Buyer’s Guide: Choosing data quality tools and software

All the reporting tools in the world mean nothing if you’re using dirty data. Learn how to select the right data quality tools and management software for your organization.

Buyer’s Guide: Choosing data quality tools and softwareAll the reporting tools in the world mean nothing if you’re using dirty data. In this buyer's guide, learn how to weed through the various data quality tool vendors and get tips on selecting the right data quality management software for your business. Also, read about topics such as the pros and cons of open source data quality software. This opening section provides a detailed overview of the issues to consider in evaluating and choosing data quality tools.


Table of Contents

Buyer’s Guide: Choosing data quality tools and software


As more business analysts recognize the relationship between high quality data and the success of the business, there is a growing interest in integrating data quality management within the organization. And while the lion’s share of the effort involves putting good data management practices in place and establishing data governance, there will always be a requirement for technology to support data quality maturity.

That being said, until relatively recently, most people equated the phrases “data quality” and “data cleansing” with the expectation that data quality tools were intended only to help identify data errors and then correct those errors.

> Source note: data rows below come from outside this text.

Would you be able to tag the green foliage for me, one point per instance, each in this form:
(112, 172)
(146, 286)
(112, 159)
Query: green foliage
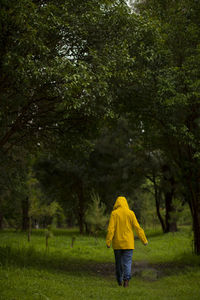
(96, 216)
(87, 270)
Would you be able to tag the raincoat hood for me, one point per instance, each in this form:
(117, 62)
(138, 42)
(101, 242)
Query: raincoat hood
(121, 202)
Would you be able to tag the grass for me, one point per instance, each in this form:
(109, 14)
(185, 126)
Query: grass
(165, 269)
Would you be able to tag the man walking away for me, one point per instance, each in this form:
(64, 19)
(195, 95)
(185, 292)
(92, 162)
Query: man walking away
(120, 234)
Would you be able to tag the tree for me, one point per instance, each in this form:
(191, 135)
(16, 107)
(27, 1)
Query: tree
(166, 94)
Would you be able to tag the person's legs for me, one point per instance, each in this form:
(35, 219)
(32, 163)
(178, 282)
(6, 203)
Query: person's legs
(126, 264)
(118, 266)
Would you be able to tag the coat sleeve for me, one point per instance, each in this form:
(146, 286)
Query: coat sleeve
(139, 231)
(110, 230)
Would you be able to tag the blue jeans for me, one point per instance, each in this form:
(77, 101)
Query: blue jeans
(123, 262)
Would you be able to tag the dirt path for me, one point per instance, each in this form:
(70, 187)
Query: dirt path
(142, 269)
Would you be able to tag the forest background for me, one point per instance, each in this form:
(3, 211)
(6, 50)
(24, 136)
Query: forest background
(99, 99)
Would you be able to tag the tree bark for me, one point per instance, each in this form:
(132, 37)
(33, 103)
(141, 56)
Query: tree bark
(170, 221)
(157, 200)
(25, 216)
(81, 207)
(194, 203)
(169, 189)
(1, 221)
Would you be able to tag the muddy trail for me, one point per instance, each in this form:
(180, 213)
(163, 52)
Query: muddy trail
(141, 269)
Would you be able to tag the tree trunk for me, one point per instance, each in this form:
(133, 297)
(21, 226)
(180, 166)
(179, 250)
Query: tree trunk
(25, 216)
(194, 203)
(157, 199)
(169, 189)
(1, 221)
(81, 207)
(170, 219)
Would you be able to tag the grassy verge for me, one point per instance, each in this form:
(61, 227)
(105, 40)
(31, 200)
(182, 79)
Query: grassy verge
(165, 269)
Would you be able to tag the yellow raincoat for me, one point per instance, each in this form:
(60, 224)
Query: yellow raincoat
(121, 225)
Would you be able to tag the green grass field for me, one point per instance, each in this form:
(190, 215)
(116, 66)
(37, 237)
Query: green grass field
(165, 269)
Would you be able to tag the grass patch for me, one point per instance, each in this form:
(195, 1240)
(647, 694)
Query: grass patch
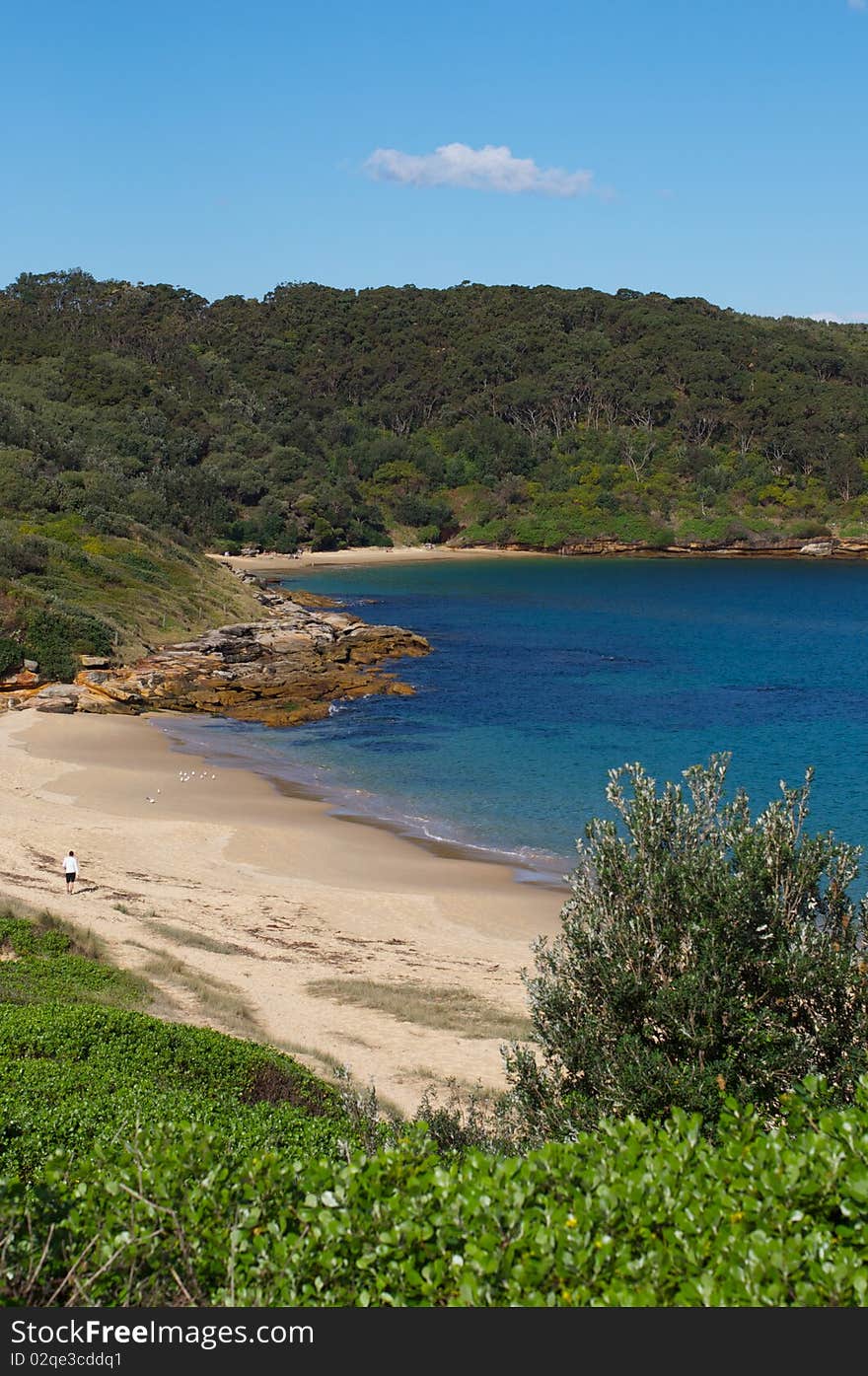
(429, 1006)
(45, 961)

In reality, there are many techniques applied within the context of a data quality management program, with different types of tools used to support those techniques.

Data quality management incorporates a “virtuous cycle,” shown in FIGURE 1, essentially consisting of two phases: analysis and assessment, followed by monitoring and improvement.

Data quality tools and technology are necessary to support both the analysis and assessment phases. Data profiling tools are used for data analysis and identification of potential anomalies, while parsing and standardization tools are employed for recognizing errors, normalizing representations and values, and some degree of data correction. These tools can be used to define data quality rules that assert validity of data and are used to flag non-conformant values and to aid the correction process.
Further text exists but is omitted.